Support for Confederate symbols and monuments follows lines of race, religion, and education rather than geography.

Affinity for the Confederacy inside northern states isn’t an entirely new phenomenon. The post–Civil War lost-cause ideology, along with things like misbegotten paeans to the nobility of Robert E. Lee, took root far outside the South, a testament to the power of intellectual ideas to succeed where muskets and rifles could not. The Southern Poverty Law Center’s inventory of Confederate memorials and monuments includes a surprising number outside the South. A plaque celebrating Lee in Brooklyn (yes, that one with the Dodgers and the tree growing and the hipsters) was removed only in 2017; in August, a Pentagon commission reported on KKK imagery at West Point, the military academy.

Southernization coincides with a geographic sorting in the United States. Not long ago, there were Democrats in both rural and urban areas and in every region of the country; the same was true of Republicans. But now Democrats are largely extinct as a political force in rural areas throughout the country, and few and far between in statewide offices across the South. Republicans, meanwhile, are wholly marginalized in almost every large city and have vanished from the Northeast. The GOP is a mostly white party; overwhelming portions of Black voters cast ballots for Democrats. The result is that the backbone of the Republican Party is a group of Americans who are white, rural, and conservative; many have lower educational attainment than Democrats (though not necessarily lower income), and they typically identify as evangelical Christian.

The heydays for erecting Confederate monuments came at times of white backlash to Black demands for rights, both in the late 19th and early 20th centuries and then again during the civil-rights movement. The current support for Confederate monuments is another instance of white backlash to social change. As the political scientist Ashley Jardina has noted, the election of Barack Obama, the first Black president, helped birth a wave of what she calls “white identity politics.” Trump, in turn, harnessed that wave to sweep himself into office.

Jardina finds that white identity politics doesn’t necessarily require racial animus, but it’s also clear that Trump and many of his followers do harbor racial animus. The PRRI-EPU study finds that, at the very least, people who do not believe that structural racism exists are much more likely to support Confederate monuments.
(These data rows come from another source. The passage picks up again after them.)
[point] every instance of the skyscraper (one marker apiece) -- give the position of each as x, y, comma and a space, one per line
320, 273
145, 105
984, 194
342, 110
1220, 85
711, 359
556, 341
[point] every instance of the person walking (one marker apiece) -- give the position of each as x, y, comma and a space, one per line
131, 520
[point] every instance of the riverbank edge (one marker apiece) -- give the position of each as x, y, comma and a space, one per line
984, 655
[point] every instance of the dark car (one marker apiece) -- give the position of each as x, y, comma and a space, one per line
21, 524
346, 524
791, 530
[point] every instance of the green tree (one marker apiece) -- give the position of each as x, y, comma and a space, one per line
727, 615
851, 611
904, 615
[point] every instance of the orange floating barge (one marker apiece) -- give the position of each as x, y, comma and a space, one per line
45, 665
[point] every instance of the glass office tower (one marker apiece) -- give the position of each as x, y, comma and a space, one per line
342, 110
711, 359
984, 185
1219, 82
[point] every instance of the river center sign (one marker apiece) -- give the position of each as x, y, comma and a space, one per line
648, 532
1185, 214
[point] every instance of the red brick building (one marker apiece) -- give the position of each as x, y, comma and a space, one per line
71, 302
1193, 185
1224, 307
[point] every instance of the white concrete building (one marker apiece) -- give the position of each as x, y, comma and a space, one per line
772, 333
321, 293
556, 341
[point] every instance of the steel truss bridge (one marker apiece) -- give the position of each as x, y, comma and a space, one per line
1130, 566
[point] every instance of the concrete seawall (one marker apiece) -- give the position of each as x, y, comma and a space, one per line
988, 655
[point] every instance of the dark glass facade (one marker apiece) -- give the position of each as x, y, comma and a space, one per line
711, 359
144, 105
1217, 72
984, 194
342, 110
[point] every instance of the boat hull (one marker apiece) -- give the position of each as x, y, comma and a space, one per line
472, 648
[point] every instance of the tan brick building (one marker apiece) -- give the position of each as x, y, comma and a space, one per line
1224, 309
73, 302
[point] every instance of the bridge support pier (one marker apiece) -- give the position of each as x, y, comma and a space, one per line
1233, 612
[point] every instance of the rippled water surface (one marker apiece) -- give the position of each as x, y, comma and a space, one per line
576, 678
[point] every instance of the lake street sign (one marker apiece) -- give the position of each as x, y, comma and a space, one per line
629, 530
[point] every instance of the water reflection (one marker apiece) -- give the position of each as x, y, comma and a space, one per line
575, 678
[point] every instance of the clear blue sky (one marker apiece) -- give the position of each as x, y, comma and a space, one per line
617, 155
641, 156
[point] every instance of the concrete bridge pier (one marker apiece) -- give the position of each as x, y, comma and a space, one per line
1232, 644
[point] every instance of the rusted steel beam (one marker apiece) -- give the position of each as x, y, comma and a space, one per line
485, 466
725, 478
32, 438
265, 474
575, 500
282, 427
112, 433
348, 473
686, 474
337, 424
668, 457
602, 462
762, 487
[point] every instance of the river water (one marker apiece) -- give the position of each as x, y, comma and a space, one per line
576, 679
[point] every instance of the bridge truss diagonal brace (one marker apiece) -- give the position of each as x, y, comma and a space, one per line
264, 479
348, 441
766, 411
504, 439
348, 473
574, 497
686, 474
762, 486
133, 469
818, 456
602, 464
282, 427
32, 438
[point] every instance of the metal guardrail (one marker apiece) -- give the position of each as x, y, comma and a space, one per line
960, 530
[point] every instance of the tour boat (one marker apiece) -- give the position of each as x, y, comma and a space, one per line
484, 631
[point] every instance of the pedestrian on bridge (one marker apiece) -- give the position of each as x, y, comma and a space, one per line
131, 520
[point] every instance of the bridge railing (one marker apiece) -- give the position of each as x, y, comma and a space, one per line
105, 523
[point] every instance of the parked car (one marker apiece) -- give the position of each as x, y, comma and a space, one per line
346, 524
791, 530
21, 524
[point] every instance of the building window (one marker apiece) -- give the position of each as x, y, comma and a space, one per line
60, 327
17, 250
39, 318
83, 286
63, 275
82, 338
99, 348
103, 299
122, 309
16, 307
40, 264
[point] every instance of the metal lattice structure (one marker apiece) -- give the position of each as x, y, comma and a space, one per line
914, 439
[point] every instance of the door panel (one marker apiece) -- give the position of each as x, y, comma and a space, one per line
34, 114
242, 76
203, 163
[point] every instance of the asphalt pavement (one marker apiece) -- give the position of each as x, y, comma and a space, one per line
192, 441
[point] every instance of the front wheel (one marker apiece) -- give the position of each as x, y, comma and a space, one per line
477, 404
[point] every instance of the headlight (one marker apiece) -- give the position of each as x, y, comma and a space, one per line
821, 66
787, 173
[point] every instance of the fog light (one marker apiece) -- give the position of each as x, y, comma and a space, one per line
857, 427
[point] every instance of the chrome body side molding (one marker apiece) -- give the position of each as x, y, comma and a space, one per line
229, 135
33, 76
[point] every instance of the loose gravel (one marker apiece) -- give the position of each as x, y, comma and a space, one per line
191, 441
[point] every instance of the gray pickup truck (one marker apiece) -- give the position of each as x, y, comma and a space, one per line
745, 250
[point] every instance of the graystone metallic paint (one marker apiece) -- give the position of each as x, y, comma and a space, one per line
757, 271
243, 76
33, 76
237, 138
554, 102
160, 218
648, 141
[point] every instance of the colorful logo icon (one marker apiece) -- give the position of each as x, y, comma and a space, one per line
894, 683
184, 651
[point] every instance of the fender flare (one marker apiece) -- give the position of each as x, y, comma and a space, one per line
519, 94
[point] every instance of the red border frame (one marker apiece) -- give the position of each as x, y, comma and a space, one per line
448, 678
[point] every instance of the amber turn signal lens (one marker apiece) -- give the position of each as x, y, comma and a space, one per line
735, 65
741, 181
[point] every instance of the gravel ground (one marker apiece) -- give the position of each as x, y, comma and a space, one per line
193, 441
That helps explain how the U.S. ended up with a Queens-reared, longtime-Manhattan-dwelling president wrapping himself (metaphorically) in the Confederate flag and praising Lee.

“If we look back to the primaries for the 2016 presidential election, Trump won both Mississippi and Michigan, and with this mantra of ‘Make America great again,’” Jones said. “I continue to think the most powerful word in that mantra is the last one, because it harkens back to this nostalgia for a white Christian America that has Confederate overtones.”